L’indagine analizza il processo di integrazione attraverso le dimensioni dell’istruzione, lavoro, inclusione sociale, condizioni di vita. Per la popolazione con background migratorio, l’istruzione, ad esempio, può rappresentare un’importante leva per la mobilità sociale; tuttavia, come si legge nel rapporto, in confronto a quella nativa, essa detiene livelli di istruzione più bassi, in particolare nelle fasce di età compresa tra i 15 e i 34 anni e, tra i più giovani (18-24enni), un tasso di abbandono precoce degli studi che supera di tre volte quello della popolazione nativa. In Lombardia, ad esempio, l’abbandono scolastico riguarda il 9,4% degli studenti nati in Italia contro il 29,1% di chi ha un background migratorio. Emblematici anche i numeri delle iscrizioni ai licei, che riguardano il 53% dei nativi e solo il 34,2% delle seconde generazioni (sebbene la percentuale sia in crescita rispetto al 26% delle prime generazioni).

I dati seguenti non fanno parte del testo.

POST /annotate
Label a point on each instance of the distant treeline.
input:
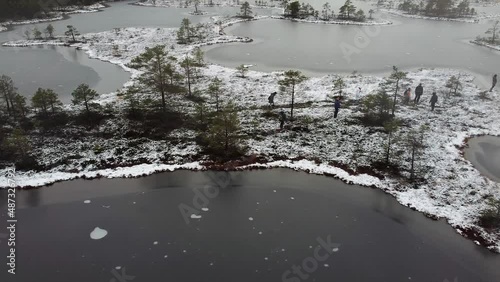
(29, 9)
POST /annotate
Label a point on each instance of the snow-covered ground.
(56, 15)
(474, 19)
(454, 189)
(190, 4)
(342, 22)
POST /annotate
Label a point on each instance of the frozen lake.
(259, 226)
(484, 153)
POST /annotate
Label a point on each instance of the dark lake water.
(484, 153)
(63, 69)
(375, 238)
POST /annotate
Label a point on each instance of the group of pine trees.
(29, 9)
(438, 8)
(346, 12)
(49, 33)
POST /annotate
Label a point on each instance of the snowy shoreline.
(340, 22)
(484, 44)
(455, 189)
(58, 15)
(474, 19)
(180, 4)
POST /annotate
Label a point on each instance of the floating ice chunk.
(98, 233)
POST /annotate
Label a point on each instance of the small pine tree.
(291, 80)
(49, 31)
(390, 127)
(396, 76)
(224, 139)
(415, 141)
(83, 95)
(45, 99)
(215, 90)
(454, 85)
(246, 10)
(37, 34)
(242, 70)
(73, 32)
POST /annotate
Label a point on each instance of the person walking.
(433, 100)
(337, 107)
(282, 117)
(407, 96)
(494, 82)
(271, 99)
(419, 90)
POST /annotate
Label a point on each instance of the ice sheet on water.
(98, 233)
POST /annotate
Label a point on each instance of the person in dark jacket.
(337, 107)
(433, 100)
(419, 90)
(271, 99)
(282, 118)
(494, 82)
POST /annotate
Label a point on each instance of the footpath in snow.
(474, 19)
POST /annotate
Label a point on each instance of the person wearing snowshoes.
(419, 90)
(433, 100)
(282, 118)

"La scuola, da ambito primario di integrazione, può divenire luogo di riproduzione e rafforzamento delle disuguaglianze per le nuove generazioni dell’immigrazione – spiega l’Inapp – a causa dell’importante influenza sugli esiti scolastici delle variabili legate agli status socioeconomico e migratorio e ai contesti territoriali in cui si risiede". Anche in ambito lavorativo si registrano forti divergenze. "I nati all’estero sono più esposti al rischio di disoccupazione e, sebbene il loro tasso di occupazione sia in linea con quello degli autoctoni, scontano condizioni lavorative peggiori, fra cui una minore protezione dallo scivolamento nella condizione di povertà". Fra i nati all’estero si manifesta con intensità notevolmente maggiore il fenomeno della sovraqualificazione lavorativa (47,40% in Lombardia contro il 15,30% dei nati in Italia), mentre particolare preoccupazione desta inoltre l’ampiezza della quota di giovani di origine straniera che non studia e non lavora: se il numero di Neet nativi è già alto (13,80%) in Lombardia, tra i nati all’estero raggiunge picchi allarmanti (35,30% in regione). Alle condizioni tangibili, si aggiunge poi la percezione: il quadro dell’Inapp dice che quasi un quarto dei nati all’estero sente di appartenere a un gruppo sociale discriminato e percepisce un limitato senso di appartenenza verso il luogo di residenza.